U.S. Vice President Kamala Harris said the international community needs to “raise the pressure” on China over its widespread territorial claims over the South China Sea Wednesday, during a speech on her first day in Hanoi.
Harris made the remarks in the Vietnamese capital ahead of a bilateral meeting with President Nguyen Xuan Phuc. “We need to find ways to pressure and raise the pressure on Beijing to abide by the United Nations Convention on the Law of the Sea” — a reference to the U.N. treaty that establishes all maritime activities around the world — “and to challenge its bullying and excessive maritime claims.”
Harris’ use of the word “bullying” builds on accusations made earlier during a visit to Singapore Monday that China “continues to coerce, to intimidate and to make claims to the vast majority of the South China Sea.”
Beijing has aggressively expanded its military presence in the region, establishing scores of outposts on artificial islands while claiming ownership of other islands despite competing claims by Vietnam and other East Asian Pacific nations.

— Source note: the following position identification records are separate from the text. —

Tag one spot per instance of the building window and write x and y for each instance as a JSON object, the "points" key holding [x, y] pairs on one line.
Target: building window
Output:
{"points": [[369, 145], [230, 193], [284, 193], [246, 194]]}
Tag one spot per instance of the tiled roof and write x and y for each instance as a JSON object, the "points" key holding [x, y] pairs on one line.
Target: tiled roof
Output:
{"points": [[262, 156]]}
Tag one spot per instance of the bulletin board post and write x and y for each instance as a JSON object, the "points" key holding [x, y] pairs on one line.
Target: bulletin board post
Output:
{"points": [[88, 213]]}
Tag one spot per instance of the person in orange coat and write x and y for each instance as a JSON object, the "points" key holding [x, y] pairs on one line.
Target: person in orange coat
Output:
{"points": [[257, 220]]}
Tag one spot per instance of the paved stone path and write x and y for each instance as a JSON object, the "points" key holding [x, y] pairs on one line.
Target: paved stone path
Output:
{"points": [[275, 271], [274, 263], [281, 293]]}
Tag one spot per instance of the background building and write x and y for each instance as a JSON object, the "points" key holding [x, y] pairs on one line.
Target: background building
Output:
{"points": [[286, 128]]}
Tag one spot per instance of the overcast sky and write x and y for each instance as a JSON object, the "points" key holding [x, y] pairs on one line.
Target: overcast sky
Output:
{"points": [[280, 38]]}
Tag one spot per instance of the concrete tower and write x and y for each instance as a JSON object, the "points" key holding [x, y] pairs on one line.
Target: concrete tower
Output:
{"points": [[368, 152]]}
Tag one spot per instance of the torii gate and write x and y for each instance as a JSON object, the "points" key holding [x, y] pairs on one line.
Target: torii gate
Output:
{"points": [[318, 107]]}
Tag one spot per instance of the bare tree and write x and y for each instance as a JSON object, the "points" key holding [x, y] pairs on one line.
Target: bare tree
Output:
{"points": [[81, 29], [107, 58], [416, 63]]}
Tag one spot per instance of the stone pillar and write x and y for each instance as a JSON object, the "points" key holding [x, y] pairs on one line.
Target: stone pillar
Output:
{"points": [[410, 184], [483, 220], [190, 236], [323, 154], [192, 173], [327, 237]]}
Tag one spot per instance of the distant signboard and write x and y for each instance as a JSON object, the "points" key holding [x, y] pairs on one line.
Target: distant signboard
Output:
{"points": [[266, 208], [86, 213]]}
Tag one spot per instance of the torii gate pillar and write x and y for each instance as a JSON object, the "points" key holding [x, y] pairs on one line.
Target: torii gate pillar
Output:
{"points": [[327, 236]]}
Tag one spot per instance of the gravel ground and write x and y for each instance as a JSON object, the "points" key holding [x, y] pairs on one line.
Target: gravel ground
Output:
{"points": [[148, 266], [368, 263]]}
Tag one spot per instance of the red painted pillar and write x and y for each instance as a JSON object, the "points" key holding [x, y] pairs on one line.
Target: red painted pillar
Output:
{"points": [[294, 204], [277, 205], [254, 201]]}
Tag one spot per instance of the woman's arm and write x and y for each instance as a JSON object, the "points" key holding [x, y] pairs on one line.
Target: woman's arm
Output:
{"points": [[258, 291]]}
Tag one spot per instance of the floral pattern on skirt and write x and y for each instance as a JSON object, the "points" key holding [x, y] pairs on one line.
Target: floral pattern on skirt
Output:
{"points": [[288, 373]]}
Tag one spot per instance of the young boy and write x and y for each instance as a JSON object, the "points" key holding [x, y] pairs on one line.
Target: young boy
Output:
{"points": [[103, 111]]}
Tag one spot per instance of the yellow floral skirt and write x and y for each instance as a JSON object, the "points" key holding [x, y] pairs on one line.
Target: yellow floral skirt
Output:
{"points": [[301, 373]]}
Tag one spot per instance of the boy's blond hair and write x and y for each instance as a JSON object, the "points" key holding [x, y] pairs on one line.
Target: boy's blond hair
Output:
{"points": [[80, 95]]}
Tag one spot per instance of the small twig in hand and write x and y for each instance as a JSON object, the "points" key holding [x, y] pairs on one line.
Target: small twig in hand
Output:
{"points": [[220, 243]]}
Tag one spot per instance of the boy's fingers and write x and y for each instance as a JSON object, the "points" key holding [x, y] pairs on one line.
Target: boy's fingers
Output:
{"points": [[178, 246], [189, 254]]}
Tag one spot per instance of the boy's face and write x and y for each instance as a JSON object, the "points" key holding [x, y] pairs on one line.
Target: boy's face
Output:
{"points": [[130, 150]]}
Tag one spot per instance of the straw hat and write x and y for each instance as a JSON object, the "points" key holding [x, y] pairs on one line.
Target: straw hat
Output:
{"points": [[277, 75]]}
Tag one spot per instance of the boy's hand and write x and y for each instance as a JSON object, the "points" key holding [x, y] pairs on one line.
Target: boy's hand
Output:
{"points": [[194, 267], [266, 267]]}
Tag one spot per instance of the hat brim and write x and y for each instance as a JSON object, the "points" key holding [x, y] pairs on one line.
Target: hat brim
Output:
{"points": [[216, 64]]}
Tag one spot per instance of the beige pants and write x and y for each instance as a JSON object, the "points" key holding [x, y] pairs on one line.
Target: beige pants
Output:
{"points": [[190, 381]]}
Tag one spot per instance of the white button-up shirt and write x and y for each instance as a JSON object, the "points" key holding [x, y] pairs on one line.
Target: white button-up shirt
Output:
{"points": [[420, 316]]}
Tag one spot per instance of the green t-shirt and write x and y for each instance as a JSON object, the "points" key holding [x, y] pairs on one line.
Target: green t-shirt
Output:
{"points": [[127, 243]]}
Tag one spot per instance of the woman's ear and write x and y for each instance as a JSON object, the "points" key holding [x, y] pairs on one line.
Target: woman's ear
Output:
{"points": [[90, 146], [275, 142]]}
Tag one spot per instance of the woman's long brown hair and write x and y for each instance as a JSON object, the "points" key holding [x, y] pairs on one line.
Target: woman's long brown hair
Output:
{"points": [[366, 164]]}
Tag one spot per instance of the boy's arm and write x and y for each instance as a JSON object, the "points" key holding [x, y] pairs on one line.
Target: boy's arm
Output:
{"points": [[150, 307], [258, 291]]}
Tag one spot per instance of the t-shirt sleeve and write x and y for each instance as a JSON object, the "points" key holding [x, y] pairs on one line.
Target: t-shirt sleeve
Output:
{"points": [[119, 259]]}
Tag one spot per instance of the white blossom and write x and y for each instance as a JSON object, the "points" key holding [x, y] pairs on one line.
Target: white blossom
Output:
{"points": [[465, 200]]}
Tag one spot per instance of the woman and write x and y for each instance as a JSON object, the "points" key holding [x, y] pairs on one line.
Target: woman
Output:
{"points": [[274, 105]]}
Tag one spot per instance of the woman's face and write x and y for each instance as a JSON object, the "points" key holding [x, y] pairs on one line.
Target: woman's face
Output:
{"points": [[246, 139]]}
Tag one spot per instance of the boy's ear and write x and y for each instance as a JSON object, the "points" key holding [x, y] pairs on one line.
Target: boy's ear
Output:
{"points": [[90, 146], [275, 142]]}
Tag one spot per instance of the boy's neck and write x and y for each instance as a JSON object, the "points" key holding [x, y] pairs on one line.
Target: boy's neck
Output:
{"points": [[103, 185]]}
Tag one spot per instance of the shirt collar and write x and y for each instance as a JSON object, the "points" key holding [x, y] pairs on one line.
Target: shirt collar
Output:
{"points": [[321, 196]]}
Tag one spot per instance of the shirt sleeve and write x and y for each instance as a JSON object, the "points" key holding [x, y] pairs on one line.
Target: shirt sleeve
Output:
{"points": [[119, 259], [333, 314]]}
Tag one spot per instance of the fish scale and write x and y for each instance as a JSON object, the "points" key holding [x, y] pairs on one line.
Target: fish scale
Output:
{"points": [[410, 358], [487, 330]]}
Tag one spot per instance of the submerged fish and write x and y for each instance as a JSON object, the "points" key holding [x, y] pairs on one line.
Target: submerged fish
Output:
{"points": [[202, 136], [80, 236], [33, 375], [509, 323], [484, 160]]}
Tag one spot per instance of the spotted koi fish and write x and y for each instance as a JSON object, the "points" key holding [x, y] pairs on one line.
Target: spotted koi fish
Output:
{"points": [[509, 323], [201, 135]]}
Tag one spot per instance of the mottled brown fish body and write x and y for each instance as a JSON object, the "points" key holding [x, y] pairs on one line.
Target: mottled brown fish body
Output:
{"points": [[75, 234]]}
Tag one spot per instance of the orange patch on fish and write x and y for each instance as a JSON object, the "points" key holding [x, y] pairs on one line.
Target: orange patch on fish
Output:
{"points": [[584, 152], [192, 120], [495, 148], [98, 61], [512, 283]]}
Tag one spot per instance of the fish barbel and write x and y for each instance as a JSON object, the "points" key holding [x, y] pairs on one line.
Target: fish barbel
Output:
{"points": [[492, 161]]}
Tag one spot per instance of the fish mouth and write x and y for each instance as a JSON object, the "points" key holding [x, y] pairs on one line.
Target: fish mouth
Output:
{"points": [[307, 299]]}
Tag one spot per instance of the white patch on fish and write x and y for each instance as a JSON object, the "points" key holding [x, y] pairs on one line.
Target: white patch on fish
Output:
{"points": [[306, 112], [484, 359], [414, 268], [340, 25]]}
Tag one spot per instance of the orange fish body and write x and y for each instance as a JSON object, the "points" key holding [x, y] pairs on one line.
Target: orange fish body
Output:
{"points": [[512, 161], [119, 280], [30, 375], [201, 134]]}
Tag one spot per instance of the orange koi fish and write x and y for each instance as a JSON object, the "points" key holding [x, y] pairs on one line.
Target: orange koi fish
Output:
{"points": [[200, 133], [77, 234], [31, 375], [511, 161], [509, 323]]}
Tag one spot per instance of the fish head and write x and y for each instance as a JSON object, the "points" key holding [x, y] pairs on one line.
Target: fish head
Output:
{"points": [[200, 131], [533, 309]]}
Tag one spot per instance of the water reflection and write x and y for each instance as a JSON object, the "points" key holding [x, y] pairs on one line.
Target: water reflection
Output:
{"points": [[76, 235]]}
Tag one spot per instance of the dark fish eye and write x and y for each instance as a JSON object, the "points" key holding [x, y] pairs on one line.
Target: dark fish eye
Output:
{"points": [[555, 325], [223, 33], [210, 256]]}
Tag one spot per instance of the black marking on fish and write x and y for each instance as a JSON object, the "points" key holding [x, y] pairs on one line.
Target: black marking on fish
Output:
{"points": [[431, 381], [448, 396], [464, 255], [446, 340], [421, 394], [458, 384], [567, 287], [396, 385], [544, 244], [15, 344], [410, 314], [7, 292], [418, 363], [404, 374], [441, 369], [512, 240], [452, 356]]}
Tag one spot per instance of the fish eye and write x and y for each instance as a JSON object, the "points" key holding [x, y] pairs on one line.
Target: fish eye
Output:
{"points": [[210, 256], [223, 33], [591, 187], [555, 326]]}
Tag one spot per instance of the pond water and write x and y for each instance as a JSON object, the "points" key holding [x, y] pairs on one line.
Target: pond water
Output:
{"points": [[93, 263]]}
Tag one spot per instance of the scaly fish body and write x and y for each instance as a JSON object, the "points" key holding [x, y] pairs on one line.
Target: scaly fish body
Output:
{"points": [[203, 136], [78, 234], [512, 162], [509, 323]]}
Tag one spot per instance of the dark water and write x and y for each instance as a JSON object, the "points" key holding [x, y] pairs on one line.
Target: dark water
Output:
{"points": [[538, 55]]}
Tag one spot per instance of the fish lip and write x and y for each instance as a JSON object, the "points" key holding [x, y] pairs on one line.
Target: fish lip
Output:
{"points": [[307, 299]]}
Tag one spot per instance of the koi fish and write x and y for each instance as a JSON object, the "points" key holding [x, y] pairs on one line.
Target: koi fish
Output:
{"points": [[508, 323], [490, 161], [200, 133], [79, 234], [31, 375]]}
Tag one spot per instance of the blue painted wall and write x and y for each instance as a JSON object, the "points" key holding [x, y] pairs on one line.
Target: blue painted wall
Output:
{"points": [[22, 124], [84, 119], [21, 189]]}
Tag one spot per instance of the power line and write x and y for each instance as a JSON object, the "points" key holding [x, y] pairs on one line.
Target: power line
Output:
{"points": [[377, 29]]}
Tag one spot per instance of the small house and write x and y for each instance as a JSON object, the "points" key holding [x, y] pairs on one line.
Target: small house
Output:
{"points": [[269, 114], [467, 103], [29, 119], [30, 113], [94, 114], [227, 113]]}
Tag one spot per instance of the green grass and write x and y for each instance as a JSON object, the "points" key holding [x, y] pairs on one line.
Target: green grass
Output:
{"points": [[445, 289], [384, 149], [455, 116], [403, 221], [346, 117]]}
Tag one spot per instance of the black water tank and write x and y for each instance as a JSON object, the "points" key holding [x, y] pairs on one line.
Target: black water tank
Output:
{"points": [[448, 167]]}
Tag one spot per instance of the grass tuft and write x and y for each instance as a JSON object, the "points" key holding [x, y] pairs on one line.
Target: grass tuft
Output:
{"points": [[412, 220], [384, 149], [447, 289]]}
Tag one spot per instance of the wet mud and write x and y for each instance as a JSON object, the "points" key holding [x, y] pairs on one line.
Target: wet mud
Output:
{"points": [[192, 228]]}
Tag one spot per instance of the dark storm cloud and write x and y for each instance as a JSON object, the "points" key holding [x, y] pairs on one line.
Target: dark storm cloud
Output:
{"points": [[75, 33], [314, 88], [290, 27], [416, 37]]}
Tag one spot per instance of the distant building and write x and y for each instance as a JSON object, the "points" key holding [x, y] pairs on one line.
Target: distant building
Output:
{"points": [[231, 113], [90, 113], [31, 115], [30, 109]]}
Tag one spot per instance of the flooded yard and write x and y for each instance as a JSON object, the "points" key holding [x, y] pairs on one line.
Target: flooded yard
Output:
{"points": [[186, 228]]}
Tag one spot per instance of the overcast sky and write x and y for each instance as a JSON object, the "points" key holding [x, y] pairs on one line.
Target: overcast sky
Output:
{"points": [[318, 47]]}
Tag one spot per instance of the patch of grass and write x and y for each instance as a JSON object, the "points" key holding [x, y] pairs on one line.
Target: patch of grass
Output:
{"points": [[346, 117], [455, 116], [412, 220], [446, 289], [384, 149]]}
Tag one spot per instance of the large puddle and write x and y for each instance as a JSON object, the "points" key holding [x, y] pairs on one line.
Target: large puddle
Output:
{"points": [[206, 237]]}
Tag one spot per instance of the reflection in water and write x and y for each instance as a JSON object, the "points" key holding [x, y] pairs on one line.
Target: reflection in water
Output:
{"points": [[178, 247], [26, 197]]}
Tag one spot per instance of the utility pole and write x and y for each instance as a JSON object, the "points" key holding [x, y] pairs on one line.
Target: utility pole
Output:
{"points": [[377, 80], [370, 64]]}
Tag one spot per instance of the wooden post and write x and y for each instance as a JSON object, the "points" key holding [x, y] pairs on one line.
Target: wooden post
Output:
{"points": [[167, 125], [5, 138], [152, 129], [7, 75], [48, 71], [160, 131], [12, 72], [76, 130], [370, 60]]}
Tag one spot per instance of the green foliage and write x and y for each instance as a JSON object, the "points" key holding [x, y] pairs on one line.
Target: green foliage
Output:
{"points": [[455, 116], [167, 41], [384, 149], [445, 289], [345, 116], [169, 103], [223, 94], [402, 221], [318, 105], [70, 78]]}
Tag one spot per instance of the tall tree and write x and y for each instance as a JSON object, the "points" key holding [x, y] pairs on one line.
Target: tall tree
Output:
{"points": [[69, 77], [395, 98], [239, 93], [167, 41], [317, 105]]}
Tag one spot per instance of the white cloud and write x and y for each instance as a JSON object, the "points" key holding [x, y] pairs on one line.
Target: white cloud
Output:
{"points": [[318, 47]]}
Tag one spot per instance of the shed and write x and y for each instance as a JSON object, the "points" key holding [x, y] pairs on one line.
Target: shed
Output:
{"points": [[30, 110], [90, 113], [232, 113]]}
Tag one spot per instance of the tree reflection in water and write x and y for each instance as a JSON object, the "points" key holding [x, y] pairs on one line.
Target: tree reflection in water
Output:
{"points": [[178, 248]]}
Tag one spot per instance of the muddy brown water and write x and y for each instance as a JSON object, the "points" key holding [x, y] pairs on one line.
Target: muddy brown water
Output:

U.S. President Joe Biden’s administration has made countering Chinese influence a key part of its foreign policy.
Harris also announced that the United States will provide an additional 1 million COVID-19 vaccine doses to Vietnam and open a new regional branch of the U.S. Centers for Disease Control and Prevention in Hanoi.
Harris is the first U.S. vice president to visit Vietnam. Her flight from Singapore to Hanoi Tuesday was delayed because of “a report of a recent possible anomalous health incident,” in the city, according to the U.S. Embassy in Hanoi.
The U.S. State Department has often used “anomalous health incidents” to refer to an illness that has stricken dozens of U.S. diplomats, commonly known as the Havana Syndrome.
Some information for this report came from The Associated Press, Agence France-Presse, and Reuters.